Within hours, social media was flooded with posts and tweets about the Confederate flag, and the word “Confederate” quickly became a trending topic on Twitter. Pieces decrying the flag’s presence on the South Carolina State House grounds began popping up everywhere: Vox’s Zack Beauchamp railed against the historic symbol of the Confederacy, calling its placement on the government property “an insult to Charleston’s victims”; Ta-Nehisi Coates penned a blistering critique of the flag in the Atlantic, aptly titled “Take Down the Confederate Flag—Now”; and The Boston Globe published a scathing political cartoon.”
In what has become the typical cowardly, politically correct response, a few days after the church shootings, Republican governor, Nikki Haley called for the removal of the Confederate flag from the grounds of SC’s state house. She stated:
“Today we are here in a moment of unity in our state without ill will to say it is time to remove the flag from our capitol grounds,” said Haley, a Republican and the state’s first non-white governor, while flanked by a diverse group of South Carolina politicians.
“This flag, while an integral part of our past, does not represent the future of our great state,” she said.
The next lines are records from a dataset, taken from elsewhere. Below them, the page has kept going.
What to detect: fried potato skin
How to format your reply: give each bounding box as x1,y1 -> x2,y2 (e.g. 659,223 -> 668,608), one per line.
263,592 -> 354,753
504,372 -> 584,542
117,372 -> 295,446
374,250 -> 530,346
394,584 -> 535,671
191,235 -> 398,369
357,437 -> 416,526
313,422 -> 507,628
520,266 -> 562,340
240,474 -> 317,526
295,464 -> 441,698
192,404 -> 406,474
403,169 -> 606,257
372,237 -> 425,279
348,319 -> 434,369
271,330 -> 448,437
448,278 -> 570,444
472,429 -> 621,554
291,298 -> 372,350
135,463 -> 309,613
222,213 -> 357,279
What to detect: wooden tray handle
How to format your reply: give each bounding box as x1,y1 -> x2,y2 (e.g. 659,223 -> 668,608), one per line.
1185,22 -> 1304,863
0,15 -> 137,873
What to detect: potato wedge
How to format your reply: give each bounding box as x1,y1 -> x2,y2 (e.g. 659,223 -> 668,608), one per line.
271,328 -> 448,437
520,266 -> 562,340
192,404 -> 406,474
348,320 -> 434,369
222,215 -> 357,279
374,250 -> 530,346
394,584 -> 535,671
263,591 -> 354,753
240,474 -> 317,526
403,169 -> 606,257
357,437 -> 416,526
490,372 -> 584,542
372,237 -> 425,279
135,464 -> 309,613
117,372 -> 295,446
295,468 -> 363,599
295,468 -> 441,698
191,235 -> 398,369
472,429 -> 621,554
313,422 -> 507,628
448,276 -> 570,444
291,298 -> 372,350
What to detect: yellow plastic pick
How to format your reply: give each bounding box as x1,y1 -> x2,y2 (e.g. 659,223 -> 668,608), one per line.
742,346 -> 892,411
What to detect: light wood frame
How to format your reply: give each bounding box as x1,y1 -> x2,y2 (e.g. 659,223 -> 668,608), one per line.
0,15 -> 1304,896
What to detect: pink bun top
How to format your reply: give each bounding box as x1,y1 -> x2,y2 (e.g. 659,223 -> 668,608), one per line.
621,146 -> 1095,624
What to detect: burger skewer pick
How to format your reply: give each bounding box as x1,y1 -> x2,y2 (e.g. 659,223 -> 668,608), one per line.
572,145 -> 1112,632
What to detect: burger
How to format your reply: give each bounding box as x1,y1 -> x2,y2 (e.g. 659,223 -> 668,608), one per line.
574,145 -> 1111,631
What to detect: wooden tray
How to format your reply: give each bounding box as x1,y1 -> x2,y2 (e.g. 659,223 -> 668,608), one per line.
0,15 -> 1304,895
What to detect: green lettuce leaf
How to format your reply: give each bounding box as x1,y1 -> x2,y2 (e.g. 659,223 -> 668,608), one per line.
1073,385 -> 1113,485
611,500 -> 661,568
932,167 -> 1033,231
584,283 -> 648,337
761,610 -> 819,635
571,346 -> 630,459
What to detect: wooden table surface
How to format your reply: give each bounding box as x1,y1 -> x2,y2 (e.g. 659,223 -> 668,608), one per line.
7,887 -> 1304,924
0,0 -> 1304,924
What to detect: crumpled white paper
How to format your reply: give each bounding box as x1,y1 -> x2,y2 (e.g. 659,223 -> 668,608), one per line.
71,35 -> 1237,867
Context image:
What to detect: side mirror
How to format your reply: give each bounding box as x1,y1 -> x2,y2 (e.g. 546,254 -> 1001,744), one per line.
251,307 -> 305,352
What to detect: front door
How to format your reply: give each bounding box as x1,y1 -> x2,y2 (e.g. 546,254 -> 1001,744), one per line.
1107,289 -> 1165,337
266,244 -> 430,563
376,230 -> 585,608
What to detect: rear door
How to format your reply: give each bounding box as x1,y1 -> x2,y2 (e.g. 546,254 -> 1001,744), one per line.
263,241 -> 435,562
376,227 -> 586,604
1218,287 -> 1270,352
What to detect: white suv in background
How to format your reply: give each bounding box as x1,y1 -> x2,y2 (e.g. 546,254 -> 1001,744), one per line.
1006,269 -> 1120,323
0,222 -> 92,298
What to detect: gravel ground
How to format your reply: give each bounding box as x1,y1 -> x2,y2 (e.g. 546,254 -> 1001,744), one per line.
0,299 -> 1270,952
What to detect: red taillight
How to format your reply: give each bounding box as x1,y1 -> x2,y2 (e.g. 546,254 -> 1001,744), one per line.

Quickly, many private companies rushed to remove Confederate flag merchandise to comply with the new PC edict, but this is only the beginning. In the near future, expect a high-profile campaign to remove Confederate statues and memorials in the South and of course, the founding fathers who owned slaves must be repudiated too, so their names must be scrubbed from the public consciousness.
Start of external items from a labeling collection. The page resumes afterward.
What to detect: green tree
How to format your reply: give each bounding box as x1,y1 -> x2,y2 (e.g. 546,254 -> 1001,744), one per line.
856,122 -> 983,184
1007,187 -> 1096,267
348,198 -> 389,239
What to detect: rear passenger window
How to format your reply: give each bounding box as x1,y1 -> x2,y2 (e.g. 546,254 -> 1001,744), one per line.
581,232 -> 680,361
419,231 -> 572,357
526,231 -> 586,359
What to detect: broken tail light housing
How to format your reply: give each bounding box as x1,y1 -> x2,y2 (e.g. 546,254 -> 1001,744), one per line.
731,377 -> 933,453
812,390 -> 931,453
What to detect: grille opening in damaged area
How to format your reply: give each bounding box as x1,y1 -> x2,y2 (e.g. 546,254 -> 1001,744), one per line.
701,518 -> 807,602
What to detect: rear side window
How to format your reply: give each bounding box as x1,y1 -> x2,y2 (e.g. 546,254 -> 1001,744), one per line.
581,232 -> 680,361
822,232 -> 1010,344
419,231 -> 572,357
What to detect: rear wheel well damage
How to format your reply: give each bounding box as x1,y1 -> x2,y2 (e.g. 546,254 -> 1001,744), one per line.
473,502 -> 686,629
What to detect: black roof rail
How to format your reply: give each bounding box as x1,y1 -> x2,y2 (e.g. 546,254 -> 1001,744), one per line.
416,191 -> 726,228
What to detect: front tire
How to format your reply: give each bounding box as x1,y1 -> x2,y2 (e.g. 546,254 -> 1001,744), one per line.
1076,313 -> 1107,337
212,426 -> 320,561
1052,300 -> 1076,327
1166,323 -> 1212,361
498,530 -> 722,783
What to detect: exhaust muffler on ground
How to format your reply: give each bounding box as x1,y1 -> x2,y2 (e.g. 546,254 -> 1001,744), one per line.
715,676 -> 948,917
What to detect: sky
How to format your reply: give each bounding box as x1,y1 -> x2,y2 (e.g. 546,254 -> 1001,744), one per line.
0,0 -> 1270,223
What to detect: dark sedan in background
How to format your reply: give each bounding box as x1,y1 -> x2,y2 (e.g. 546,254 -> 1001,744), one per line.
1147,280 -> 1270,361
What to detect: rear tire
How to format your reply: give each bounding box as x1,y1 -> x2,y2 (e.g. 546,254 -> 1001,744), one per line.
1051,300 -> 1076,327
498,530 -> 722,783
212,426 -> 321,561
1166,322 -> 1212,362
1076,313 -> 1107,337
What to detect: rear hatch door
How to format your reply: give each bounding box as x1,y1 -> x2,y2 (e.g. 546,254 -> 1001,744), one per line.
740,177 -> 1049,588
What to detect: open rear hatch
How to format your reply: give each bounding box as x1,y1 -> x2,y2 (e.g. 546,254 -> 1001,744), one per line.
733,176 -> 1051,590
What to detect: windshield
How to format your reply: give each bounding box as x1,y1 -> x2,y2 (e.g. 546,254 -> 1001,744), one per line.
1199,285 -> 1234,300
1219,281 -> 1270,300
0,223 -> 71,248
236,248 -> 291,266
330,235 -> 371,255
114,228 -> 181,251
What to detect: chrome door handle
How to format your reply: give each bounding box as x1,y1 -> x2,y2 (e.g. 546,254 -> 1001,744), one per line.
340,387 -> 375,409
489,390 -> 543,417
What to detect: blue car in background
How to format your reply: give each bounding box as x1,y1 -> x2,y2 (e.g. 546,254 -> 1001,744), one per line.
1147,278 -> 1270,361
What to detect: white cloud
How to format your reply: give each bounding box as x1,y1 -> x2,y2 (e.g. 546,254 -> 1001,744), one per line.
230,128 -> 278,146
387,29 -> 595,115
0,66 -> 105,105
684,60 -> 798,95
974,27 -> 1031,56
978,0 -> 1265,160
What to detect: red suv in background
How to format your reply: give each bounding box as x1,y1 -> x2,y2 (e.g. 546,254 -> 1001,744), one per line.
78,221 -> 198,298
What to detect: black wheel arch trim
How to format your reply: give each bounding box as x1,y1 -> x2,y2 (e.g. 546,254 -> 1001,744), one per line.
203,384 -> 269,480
I am a Yankee, who has spent most of my adult life in the South. My ancestors fought for the Union in the US Civil War, but I certainly believe the South paid dearly in that war. This knee-jerk activism to piggyback the Confederate flag controversy onto this hate-filled killer rests as the standard strategy of the leftists – banishing inanimate objects and words from the public square. You either comply to their group-think or you are labeled a hater and a racist.
For the thousands upon thousands of Southerners who view the Confederate flag as a symbol of Southern pride and their unique history, being cast with a fell swoop as racists and being ordered about by activists, most of whom don’t even live in the South does nothing to bridge the racial divides in America nor does it have anything to do with Dylan Roof’s heinous crime. Whites in the South remain a regional group that it’s fine to stereotype and ridicule as backward redneck racists.
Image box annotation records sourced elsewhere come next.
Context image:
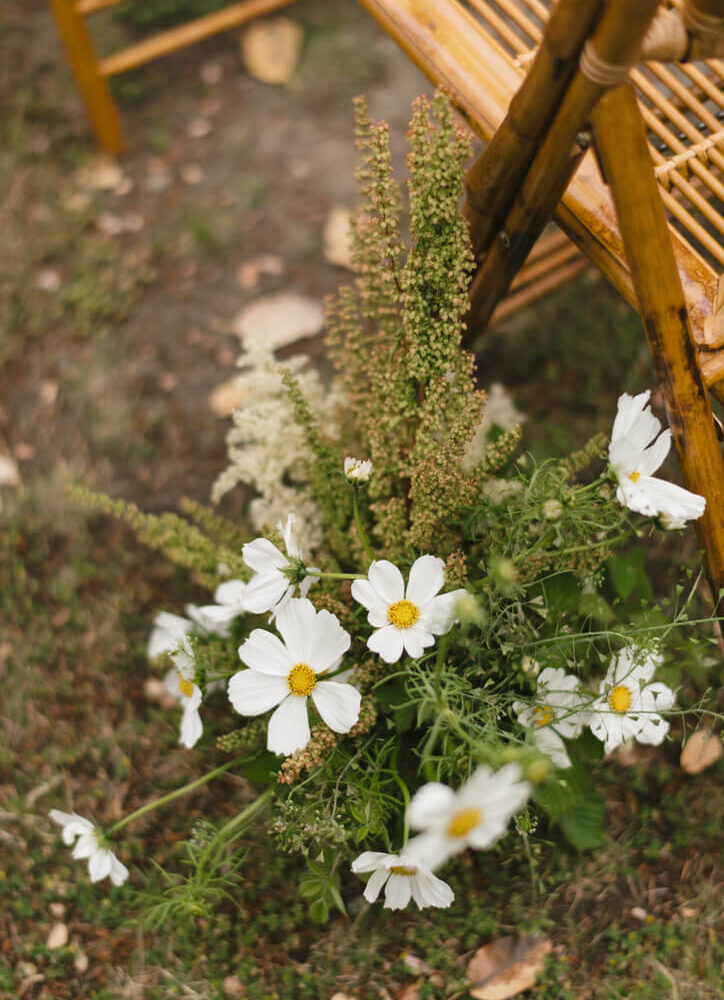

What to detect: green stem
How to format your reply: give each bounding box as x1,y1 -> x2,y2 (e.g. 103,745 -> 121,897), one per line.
352,486 -> 375,562
107,754 -> 256,837
307,569 -> 362,580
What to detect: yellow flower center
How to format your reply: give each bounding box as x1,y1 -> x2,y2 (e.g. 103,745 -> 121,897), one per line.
608,684 -> 631,712
178,674 -> 194,698
387,601 -> 420,628
447,809 -> 483,837
534,705 -> 553,726
287,663 -> 317,698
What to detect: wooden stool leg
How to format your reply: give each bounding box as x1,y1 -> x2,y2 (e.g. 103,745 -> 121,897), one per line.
466,0 -> 658,342
49,0 -> 125,156
593,84 -> 724,599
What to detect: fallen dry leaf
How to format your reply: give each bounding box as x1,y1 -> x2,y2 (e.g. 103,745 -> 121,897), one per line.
322,205 -> 352,271
241,17 -> 304,84
467,935 -> 551,1000
232,292 -> 324,350
679,729 -> 721,774
45,921 -> 68,951
0,455 -> 20,486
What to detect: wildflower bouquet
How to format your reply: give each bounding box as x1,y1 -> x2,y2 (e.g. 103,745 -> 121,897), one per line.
51,96 -> 716,920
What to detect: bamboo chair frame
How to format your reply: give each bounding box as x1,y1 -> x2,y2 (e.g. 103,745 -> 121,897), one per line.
361,0 -> 724,596
48,0 -> 295,156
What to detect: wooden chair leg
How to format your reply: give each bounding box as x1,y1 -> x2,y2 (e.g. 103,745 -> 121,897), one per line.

One of my children tried to provoke this debate with me, stating that the Confederate flag shouldn’t be flying over any state houses in the United States and he went so far as to tell me that anyone who wants it there is a racist. That sort of blanket judgment and avowal, that if I disagree, then I am a racist irked me. What can you say to someone who already labeled you a racist if you don’t agree with him? As a Yankee who believes in the US Constitution, I feel very strongly that the good people and their elected representatives in these states need to decide that issue, but as for me, the Confederate flag seemed more like a grits and black-eyed peas on New Year’s Day tradition – a benign part of the cultural flavor of the South. I don’t care for grits or black-eyed peas and I don’t fly the Confederate flag, but it never bothered me at all that many Southerners do.
Those who want to remove words and history stand prepared to replace it with their own words and a revised history, so save your books on American history and keep an actual dictionary in your home library, as the thought police advance. What they’re after isn’t to right the wrongs of slavery and our country’s blighted history on race relations. Their agenda seeks to enslave our minds to an Orwellian model, the terms of which will be fed to us by our PC minders. I hear rumors, whispering on the progressive wind, that Washington, D.C. needs to be renamed and the Jefferson monument removed, because we shouldn’t honor slaveholders. Of course, George Washington freed his slaves in his will, after grappling with the slavery issue throughout his life, but let’s not let facts get in the way of the leftist agenda.